Izin itu dinilai bertentangan dengan RTRW) Yogjakarta 2009-2029. Perda RTRW sama sekali tidak menyebut rencana pembangunan bandara Kulon Progo. Aturan itu juga tidak menyebut rencana pemindahan Bandara Adisutjipto ke tempat lain hingga 2029.
Namun pemerintah Yogyakarta mengajukan banding. Sikap ini disesalkan petani. Yogi Zul Fadli dari Lembaga Bantuan Hukum (LBH) Yogyakarta, kuasa hukum petani mengatakan, majelis hakim memberi pertimbangan hukum sangat baik, akurat dan benar. Rencana pembangunan bandara di Temon ini menyalahi aturan RTRW. “Pemerintah DIY tidak patuh aturan ini, tetap nekad terbitkan surat keputusan penetapan lokasi pembangunan bandara baru.”
Parahnya, penetapan lokasi pembangunan dilandaskan Peraturan Daerah RTRW Kulon Progo 2012-2032. Perda kabupaten ini diragukan karena tidak klop dengan peraturan perundang-undangan lebih tinggi. Majelis hakim PTUN, dalam pertimbangan putusan mengesampingkan daya berlaku perda ini.
Kini, pemerintah Yogjakarta, akan upaya hukum lagi dan berencana merevisi Perda RTRW. “Hanya bikin petani makmur susah, tidak nyaman bekerja, gelisah akan kehilangan mata pencaharian.”
Gugat Perda RTRW
Kepala Biro Hukum Sekretariat Daerah Yogyakarta, Dewa Isnu Broto mengatakan, dengan putusan PTUN Yogyakarta, pengadaan tanah Bandara Kulon Progo berhenti sementara. “Sembari menunggu upaya hukum lanjutan pemerintah.”

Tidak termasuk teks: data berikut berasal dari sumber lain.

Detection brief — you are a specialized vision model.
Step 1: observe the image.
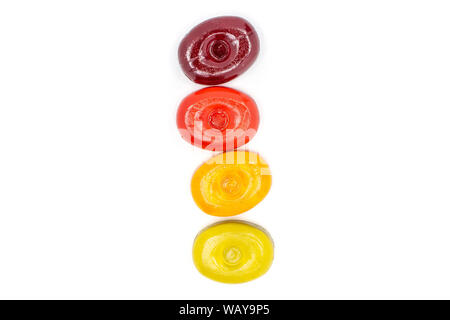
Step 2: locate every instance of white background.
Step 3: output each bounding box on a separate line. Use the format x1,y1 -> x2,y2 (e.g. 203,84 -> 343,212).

Namun Dewa meyakini rencana ini tak menyalahi RTRW.
“Perda RTRW mengamanatkan pengembangan Bandara Adisutjipto tidak harus (berlokasi sama) di Adisutjipto (bandara yang sekarang), bisa di daerah lain, misal, Kulon Progo,” katanya.
Rencana pembangunan bandara disusun sejak beberapa tahun lalu. Pada 31 Maret 2015, Gubernur Sultan Hamengku Bawono X menerbitkan izin di Kulon Progo.
Pada Rabu (19/8/15) seratusan petani mewakili lima desa terdampak berangkat ke Mahkamah Agung di Jakarta Pusat, menggugat Perda RTRW Kulon Progo.
“Keberangkatan para petani mempertahankan hak ladang penghidupan. Bukan semata-mata kepentingan petani, juga ikhtiar kemaslahatan umat dari pedesaan hingga perkotaan di Yogyakarta,” kata Martono.
Kala pembangunan bandara batal, katanya, lumbung pangan tetap terjaga. Sebab di Temon, hasil tani melimpah.
“Mestinya pemerintah DIY mendengarkan tulus para petani. Apalagi terbukti di persidangan di PTUN Yogyakarta seluruh keberatan warga dikabulkan,” kata Yogi.